いつもなら、立ち止まって適当に愛想笑いを浮かべたり、短く返事をしたりする静なのに――今日は、無視。無視。無視。
……え?なに?どうしたの?さっきから本当にどうしちゃったの。
私の手を掴んだまま、呼びかけにも一切反応せず、ずんずんと廊下を進んでいく。
その背中からは、朝の電車のときとはまた違う、なんとも言えない圧が出ている気がする。
「……静?」
もう一度、小さく呼んでみる。でも返事はない。しかも、手は相変わらずがっちりと掴まれたまま。

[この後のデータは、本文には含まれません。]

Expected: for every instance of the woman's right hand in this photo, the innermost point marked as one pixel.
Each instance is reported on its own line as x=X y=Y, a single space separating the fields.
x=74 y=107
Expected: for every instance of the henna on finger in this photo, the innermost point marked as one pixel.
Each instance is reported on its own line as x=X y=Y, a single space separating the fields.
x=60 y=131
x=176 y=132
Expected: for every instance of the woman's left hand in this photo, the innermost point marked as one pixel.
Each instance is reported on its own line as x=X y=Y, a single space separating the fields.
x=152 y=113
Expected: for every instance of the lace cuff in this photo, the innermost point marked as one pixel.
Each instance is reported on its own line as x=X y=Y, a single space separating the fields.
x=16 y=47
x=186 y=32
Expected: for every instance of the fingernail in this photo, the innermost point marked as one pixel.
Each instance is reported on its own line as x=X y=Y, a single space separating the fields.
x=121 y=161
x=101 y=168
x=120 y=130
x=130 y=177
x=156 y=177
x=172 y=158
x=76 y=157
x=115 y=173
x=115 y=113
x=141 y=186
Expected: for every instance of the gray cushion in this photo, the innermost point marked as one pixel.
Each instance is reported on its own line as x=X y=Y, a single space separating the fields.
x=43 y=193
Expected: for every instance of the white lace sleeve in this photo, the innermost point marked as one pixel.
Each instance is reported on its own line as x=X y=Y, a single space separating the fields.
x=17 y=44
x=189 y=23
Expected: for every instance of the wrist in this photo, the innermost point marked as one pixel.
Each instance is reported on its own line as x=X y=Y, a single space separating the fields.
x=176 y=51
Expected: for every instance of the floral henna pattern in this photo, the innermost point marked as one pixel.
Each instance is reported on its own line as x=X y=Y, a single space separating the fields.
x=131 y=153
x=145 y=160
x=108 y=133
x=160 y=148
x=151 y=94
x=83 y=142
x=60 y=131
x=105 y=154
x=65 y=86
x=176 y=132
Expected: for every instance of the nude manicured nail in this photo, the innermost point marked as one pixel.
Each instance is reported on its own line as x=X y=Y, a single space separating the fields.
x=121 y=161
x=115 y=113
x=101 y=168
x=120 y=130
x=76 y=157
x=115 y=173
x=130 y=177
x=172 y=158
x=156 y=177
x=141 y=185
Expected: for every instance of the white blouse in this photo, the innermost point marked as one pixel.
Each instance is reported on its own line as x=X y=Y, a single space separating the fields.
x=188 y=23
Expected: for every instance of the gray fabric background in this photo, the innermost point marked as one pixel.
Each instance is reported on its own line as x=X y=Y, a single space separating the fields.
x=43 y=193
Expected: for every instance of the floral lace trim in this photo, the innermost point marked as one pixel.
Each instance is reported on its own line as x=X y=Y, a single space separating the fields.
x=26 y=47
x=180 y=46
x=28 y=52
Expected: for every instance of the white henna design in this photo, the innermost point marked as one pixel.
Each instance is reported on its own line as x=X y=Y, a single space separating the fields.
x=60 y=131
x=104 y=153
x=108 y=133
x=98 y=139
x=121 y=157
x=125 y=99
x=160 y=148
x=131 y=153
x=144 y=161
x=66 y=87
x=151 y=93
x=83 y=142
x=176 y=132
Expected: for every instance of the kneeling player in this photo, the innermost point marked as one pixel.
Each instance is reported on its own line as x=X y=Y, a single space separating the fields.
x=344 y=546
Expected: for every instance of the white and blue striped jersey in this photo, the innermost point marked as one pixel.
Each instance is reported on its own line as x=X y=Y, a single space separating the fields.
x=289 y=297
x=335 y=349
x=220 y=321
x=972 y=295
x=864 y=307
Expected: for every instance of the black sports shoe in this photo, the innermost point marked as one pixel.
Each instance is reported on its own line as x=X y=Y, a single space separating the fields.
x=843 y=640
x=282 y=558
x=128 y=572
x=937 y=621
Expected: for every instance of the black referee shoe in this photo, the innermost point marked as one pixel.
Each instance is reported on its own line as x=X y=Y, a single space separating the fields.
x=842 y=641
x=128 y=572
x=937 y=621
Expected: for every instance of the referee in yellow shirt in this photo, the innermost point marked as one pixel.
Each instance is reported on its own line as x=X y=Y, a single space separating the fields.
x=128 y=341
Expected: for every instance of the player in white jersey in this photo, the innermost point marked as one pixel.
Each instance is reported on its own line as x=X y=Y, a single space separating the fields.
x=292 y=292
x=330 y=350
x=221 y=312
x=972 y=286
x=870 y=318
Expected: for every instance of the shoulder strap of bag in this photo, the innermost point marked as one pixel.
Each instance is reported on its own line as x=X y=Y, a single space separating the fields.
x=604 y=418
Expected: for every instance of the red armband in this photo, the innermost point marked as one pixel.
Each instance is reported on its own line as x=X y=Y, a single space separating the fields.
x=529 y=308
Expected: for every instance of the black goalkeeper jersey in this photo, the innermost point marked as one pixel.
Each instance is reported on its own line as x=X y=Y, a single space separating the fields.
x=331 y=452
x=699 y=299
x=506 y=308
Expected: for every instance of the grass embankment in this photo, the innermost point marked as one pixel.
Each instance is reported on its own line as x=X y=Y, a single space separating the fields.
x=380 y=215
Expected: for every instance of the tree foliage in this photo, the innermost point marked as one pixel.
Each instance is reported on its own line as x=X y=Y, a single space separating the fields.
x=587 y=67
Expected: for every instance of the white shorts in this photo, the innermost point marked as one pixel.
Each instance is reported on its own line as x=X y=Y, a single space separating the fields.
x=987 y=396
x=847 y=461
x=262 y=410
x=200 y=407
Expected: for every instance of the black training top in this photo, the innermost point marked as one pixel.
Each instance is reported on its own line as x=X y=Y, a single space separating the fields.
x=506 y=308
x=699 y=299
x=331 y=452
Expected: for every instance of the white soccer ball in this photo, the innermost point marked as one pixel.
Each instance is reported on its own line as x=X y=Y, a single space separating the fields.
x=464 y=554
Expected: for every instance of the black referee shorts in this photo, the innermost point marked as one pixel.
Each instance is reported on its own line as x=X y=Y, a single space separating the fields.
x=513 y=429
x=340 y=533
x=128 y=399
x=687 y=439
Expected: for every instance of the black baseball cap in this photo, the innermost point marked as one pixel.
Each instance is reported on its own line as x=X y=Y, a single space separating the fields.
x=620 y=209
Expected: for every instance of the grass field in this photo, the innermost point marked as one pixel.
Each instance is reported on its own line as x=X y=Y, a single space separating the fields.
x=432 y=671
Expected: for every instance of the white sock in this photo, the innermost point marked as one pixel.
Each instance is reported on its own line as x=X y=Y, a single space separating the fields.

……痛くはない。むしろ、私が転ばないようにちゃんと力加減はしているみたい。
でも、だからこそ余計に分からない。なんでこんなに急いでるの?なんで私の手を離さないの?私、何かした?
今日一日の出来事を頭の中で必死に振り返ってみる。
授業中に寝た……わけじゃない。先生に怒られるようなこともしていない。静に何か嫌なことを言った覚えもない。
……あ。もしかして。昼休み?いや、違う。そもそも静とはほとんど話してないし……。
だったら、何?私が何か怒らせることでもした!?
そう思うと、だんだん不安になってくる。
静って、怒ると何するか分からないんだもん。